Julia Child's own personal kitchen was only used as the set for her last couple of cooking series -- the ones where she hosted other chefs, and the series with Jacques Pepin. The various French Chef series of the 1960s and 1970s were shot at the WGBH studios in Boston (though some in later years were shot in other "real" kitchens, just not hers).

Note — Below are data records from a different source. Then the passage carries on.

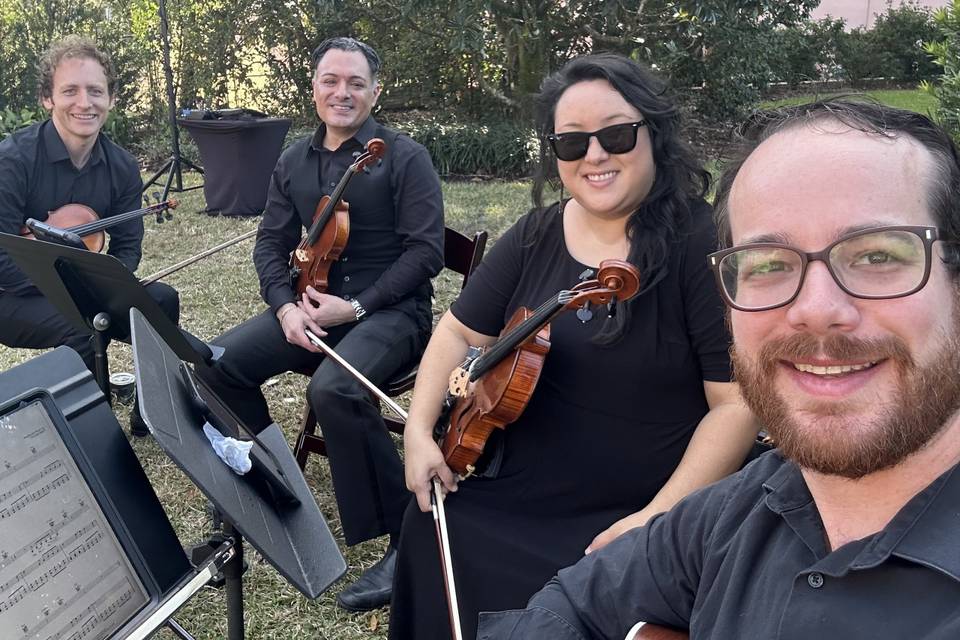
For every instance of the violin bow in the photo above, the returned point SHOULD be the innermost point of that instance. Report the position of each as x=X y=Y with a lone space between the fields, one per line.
x=436 y=493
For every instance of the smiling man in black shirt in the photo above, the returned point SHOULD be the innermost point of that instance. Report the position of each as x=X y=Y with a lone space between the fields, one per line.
x=68 y=159
x=843 y=277
x=376 y=311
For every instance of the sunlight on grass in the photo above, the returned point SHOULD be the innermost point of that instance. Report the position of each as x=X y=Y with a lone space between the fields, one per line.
x=216 y=294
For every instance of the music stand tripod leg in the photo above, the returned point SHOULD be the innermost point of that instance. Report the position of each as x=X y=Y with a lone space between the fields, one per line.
x=101 y=323
x=233 y=575
x=177 y=630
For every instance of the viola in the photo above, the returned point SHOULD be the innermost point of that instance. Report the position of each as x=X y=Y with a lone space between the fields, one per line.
x=493 y=386
x=84 y=223
x=327 y=237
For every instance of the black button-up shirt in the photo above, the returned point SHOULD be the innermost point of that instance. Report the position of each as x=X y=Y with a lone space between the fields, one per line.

I knew a guy who was a production assistant on one of those later series. According to him, the kitchen was exceedingly cramped once all the video equipment was in place.
posted by briank at 6:29 AM on August 16, 2002


Chuq, wonderful link, great thread and recipes. I learned everything I know about French cooking from Julia (I am surprised to see that you differ from her on bechamel technique!). But, on the issue of vermouth, Ogden Nash would have something to say:

"A Drink with Something in It"

There is something about a Martini
A tingle remarkably pleasant
A yellow, a mellow Martini;
I wish I had one at present.
There is something about a Martini
Ere the dining and dancing begin,
And to tell you the truth,
It is not the vermouth--
I think that perhaps it's the gin.
posted by lackutrol at 7:11 AM on August 16, 2002


You can really tell a lot about a chef by the way they interact with Julia on her show.

In some, (Wolfgang Puck & Emeril come to mind,) the chefs fawn so much over her (not that she doesn’t deserve it) that it just becomes unwatchable. On the other hand, people like Martha Stewart are almost comically disrespectful – they get in there and totally cut Julia off every time she tries to speak.

But I just love the shows with Jacques Pepin, their esteem for each other is mutual, and they are really funny together.

Jeffrey Steingarten, the superb lawyer-turned-food writer who almost makes Vogue worth purchasing, posted by boomchicka

Agreed. Steingarten is the only reason to even read Vogue these days.

Dinner at my place tonight. - posted by evanizer

So who wants in on the carpool over to evanizers?